The largest shift in the newer diagnostic systems as compared to Kenneth Jones and Keith Edwards is the focus on pulmonary tuberculosis alone. Diagnostic systems focusing simply on pulmonary TB, such as the Brazil MOH and Marais criteria, have demonstrated higher sensitivities and specificities than those developed to diagnose both extrapulmonary and pulmonary TB. Because children have a higher incidence of extrapulmonary TB [
50], using diagnostic systems targeted at pulmonary TB only addresses part of the diagnostic challenge. On the other hand, because TB presents with varied signs and symptoms depending on the site of disease, it is difficult to conceive of a single diagnostic system that could diagnose with high sensitivity and specificity the various types of tuberculosis infections (e.g., vertebral, abdominal, and pulmonary TB). Furthermore, many children with extrapulmonary TB also have pulmonary disease [
51]. A new system of classification, focusing on the severity of the disease rather than location, has recently been published and may also be a more reliable and reproducible method. If this is well validated in different settings, it may allow various diagnostic systems to be better compared than is currently possible [
52].
At this time, the Brazil MOH scoring system has the most studies evaluating its validity with consistently high sensitivities and specificities. In each of the three studies of this criteria, the scoring system was tested against a slightly different gold standard, ranging from clinical criteria [
23,
25] to culture-proven disease [
24]. Although this may make some comparisons difficult with the lack of a standard gold standard, the fact that the scoring system holds up fairly well when tested in different ways actually strengthens the evidence for its validity. Though it has not been tested outside of Brazil, it has been tested in both an inpatient [
24] and outpatient setting [
23,
25]. The performance of the scoring system has also been evaluated in HIV-infected patients. These coinfected children still scored significantly above the cutoff for a diagnosis of TB [
23]. All of these evaluations point favorably toward the validity of this scoring system. Evaluating the Brazil MOH scoring system in additional settings worldwide should be an important next step.
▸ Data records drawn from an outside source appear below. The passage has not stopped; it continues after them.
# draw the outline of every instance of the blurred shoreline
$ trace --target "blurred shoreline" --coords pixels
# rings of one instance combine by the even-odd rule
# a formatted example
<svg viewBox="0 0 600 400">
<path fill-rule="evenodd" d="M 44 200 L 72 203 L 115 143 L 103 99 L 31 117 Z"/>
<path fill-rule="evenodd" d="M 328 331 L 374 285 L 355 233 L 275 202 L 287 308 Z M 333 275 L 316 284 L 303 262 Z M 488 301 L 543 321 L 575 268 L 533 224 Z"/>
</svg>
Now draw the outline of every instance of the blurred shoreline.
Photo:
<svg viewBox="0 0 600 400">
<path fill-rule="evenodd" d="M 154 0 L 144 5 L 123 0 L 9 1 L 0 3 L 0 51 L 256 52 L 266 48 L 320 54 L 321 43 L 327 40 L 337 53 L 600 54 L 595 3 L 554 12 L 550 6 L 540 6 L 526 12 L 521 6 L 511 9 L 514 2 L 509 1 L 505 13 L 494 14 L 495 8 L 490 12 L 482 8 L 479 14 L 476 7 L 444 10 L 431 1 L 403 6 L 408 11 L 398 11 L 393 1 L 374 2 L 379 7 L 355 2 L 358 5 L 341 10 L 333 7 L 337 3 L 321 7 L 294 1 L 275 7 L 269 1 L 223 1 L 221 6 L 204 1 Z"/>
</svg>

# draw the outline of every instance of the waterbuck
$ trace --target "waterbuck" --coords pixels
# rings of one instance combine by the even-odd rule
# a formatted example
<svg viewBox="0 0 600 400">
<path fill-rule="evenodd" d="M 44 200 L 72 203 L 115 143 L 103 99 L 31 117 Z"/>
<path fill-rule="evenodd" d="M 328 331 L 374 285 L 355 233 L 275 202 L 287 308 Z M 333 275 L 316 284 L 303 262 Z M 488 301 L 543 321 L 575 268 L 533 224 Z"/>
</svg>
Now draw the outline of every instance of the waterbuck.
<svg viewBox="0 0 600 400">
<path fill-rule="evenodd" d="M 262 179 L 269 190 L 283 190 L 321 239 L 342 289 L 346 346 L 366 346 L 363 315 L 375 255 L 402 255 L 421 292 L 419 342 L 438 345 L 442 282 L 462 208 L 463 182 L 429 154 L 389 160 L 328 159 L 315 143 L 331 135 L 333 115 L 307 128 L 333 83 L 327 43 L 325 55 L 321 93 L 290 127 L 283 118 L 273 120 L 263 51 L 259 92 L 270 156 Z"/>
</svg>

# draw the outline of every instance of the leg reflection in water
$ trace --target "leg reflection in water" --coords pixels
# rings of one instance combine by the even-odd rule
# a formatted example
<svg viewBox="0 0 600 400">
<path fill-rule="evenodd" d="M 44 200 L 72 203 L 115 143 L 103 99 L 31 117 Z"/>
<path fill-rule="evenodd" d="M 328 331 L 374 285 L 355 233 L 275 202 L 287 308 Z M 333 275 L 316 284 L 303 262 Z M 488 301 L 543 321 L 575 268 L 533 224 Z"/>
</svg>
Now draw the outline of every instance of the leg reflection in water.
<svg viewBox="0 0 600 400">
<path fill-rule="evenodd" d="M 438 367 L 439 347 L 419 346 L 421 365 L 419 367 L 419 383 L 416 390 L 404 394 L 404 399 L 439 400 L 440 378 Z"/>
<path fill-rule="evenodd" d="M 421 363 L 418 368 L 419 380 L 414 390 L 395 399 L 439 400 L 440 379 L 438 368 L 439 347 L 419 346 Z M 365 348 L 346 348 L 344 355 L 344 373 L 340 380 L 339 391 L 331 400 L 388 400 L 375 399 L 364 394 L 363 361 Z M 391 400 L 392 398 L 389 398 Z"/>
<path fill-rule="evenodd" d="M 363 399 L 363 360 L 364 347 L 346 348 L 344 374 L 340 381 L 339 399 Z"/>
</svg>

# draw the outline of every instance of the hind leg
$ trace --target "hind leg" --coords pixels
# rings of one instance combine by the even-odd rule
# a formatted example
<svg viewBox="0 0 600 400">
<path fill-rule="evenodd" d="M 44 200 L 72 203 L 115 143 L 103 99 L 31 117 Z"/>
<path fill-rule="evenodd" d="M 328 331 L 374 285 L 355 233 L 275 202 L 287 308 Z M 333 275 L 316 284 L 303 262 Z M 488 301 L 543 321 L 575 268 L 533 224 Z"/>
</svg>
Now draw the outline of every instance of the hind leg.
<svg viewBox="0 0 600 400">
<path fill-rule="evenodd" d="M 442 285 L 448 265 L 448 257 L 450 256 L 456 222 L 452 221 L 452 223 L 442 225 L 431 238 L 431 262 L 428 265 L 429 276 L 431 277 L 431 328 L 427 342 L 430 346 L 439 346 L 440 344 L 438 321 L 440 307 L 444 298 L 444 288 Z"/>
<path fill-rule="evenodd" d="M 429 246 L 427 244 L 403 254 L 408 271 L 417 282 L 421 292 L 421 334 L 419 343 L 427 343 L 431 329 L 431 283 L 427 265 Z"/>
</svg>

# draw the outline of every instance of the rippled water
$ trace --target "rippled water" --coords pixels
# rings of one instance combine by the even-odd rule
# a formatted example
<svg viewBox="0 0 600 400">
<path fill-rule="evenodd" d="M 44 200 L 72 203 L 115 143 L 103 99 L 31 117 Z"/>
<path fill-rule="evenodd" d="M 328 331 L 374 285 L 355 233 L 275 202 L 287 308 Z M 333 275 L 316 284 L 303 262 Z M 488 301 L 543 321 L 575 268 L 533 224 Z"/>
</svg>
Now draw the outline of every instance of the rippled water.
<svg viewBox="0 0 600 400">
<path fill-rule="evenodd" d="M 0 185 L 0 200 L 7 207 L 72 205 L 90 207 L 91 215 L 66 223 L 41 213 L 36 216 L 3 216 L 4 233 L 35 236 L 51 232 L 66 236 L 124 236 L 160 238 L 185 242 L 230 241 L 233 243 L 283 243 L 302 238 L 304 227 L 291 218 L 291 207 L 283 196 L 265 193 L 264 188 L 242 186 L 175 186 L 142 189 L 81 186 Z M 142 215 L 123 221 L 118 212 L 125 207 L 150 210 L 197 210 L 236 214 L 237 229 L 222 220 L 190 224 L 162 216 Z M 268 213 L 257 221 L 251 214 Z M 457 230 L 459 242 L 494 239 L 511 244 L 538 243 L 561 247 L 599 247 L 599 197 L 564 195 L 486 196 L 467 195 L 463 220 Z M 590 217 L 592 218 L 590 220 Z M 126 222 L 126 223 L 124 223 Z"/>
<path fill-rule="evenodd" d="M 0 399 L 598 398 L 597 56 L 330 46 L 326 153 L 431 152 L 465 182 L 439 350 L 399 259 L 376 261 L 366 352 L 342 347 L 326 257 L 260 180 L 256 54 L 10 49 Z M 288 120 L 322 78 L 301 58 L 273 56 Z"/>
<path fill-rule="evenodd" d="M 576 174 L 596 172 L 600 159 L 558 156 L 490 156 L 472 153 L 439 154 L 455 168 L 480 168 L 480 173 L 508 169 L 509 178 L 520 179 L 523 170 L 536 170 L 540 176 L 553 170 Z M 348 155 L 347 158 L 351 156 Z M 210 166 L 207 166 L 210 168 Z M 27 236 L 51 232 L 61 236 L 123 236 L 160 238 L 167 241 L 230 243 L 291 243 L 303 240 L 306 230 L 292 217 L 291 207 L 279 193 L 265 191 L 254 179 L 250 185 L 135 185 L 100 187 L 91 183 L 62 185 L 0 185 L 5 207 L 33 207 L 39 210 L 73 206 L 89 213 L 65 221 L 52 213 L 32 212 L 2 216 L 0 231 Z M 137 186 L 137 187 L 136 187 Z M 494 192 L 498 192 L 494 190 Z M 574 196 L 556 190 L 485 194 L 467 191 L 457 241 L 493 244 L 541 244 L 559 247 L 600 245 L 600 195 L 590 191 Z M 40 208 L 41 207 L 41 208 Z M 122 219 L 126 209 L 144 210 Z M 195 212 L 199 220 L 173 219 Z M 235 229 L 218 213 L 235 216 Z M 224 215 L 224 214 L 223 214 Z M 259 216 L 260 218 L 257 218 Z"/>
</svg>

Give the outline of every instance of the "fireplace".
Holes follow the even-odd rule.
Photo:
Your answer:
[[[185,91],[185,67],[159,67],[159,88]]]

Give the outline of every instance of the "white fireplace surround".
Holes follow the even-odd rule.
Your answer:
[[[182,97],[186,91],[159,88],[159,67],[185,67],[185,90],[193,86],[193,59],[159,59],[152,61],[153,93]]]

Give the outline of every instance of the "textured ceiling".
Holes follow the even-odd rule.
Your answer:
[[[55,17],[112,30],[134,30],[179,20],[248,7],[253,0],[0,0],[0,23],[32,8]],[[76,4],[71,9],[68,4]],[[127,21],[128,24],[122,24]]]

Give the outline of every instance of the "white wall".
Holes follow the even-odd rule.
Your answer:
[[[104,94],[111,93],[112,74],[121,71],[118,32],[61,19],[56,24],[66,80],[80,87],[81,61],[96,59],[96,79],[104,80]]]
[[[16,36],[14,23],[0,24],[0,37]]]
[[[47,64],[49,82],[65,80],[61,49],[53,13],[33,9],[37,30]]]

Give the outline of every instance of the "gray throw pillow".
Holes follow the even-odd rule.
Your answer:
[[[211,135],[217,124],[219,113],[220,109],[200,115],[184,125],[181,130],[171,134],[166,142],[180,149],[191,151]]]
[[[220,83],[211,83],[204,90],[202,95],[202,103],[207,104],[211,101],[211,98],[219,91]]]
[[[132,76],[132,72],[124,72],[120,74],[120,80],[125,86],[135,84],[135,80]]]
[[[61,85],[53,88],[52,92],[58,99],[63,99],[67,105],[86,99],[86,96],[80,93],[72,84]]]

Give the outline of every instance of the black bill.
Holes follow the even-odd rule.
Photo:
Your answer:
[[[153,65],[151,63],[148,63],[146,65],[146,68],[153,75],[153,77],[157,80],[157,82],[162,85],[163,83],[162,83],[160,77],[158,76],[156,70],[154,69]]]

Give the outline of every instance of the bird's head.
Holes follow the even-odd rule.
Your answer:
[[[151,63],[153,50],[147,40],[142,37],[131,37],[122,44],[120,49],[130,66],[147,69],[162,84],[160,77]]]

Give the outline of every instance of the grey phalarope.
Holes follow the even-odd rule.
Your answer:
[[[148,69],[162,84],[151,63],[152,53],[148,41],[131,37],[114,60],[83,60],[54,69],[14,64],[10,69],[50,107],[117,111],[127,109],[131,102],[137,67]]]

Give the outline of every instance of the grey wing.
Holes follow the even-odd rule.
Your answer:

The findings of this systematic review are limited by the design and quality of the studies included. The lack of consistent and sometimes clearly defined inclusion criteria among the studies makes it difficult to compare sensitivity and specificity across the different diagnostic systems. Most of the various diagnostic systems have only been evaluated in specific geographic locations or single populations; few studies evaluate a particular diagnostic system in multiple geographic regions or patient populations. Fewer studies have compared the diagnostic yield of multiple criteria in the same patient population. Finally, the increase in the prevalence of HIV during the publication range of these studies makes it difficult to compare studies from thirty years ago to those more recently published. Although this paper includes more than twenty new studies since Hesseling et al. was published in 2002 [
21], the number of articles assessing the validity of each diagnostic system is still relatively small. The paper also did not include unpublished data or non-English publications.